Originally Posted By: SteveSRT8
Indeed, the geometry is an interesting piece of the puzzle. Bore, stroke, rod length, it gets a bit complicated.
In the 'old daze' you never heard piston slap unless it was a racing motor with big clearances, forged pistons, etc. Or if it was completely worn out.
Hearing it in a brand new engine was very disconcerting the first time for me. But it has not affected the life or performance of the engine at all, even at 400k miles.

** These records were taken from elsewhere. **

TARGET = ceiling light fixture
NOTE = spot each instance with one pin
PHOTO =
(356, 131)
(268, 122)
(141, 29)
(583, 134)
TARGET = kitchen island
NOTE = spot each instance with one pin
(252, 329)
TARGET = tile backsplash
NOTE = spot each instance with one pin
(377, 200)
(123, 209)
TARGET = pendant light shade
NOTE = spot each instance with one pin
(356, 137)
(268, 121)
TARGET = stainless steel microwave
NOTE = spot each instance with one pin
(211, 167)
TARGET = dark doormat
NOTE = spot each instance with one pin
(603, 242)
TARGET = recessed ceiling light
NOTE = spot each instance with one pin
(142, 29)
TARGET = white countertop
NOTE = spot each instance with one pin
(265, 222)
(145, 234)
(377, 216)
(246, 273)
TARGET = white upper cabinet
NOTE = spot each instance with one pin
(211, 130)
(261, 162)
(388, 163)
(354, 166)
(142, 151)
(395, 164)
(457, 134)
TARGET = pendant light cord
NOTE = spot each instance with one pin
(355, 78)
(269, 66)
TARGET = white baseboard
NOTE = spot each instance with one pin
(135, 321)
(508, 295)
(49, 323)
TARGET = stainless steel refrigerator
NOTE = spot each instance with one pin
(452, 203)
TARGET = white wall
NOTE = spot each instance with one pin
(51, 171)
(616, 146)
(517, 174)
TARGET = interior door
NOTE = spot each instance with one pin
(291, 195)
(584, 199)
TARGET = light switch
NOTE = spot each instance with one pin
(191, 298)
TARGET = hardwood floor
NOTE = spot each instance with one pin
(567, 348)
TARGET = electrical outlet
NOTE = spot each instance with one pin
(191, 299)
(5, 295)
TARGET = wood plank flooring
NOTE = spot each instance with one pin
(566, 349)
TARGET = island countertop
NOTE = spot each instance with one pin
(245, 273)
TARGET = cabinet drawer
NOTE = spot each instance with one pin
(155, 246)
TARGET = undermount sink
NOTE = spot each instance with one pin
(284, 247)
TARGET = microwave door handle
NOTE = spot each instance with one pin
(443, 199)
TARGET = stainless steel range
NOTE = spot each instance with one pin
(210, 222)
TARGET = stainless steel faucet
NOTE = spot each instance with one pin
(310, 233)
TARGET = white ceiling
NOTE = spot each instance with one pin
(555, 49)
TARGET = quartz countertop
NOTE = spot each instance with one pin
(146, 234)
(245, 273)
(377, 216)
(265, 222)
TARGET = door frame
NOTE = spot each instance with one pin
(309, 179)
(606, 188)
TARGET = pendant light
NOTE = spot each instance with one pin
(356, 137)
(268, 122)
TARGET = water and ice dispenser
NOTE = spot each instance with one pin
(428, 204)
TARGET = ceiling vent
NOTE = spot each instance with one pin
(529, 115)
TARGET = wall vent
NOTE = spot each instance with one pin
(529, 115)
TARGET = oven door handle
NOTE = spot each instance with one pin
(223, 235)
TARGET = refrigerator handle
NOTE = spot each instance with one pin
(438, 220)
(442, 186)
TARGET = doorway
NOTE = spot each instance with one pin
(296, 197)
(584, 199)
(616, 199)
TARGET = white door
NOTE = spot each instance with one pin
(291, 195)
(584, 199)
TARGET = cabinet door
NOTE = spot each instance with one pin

Depends on whose "Old Daze" you are talking about. ( : < ) My "Old Daze" had a lot of Rover V8s in them back to the '70s and well into the '90s... and piston slap was part and parcel of those powerplants. Between the spotty quality control everpresent in British manufacturing in those days, and the noise transmission qualities of aluminum blocks, piston slap was very common but, as you said, benign. I spent a fair bit of time miking pistons and bores trying to achieve that "magic clearance" point where the engine wouldn't talk back. High end customers, you know. Noise=bad! No talking them out of it. In some of the early years of the NAS Range Rovers we had a lot of trouble with piston noise on new engines. Other years, not so much. For years after I quit working on them, I had boxes of slightly used Rover 3.5 and 3.9L V8 pistons from warranty repairs. They were all just a tiny bit to small to be quiet in a standard or honed bore but perfectly serviceable in every other way.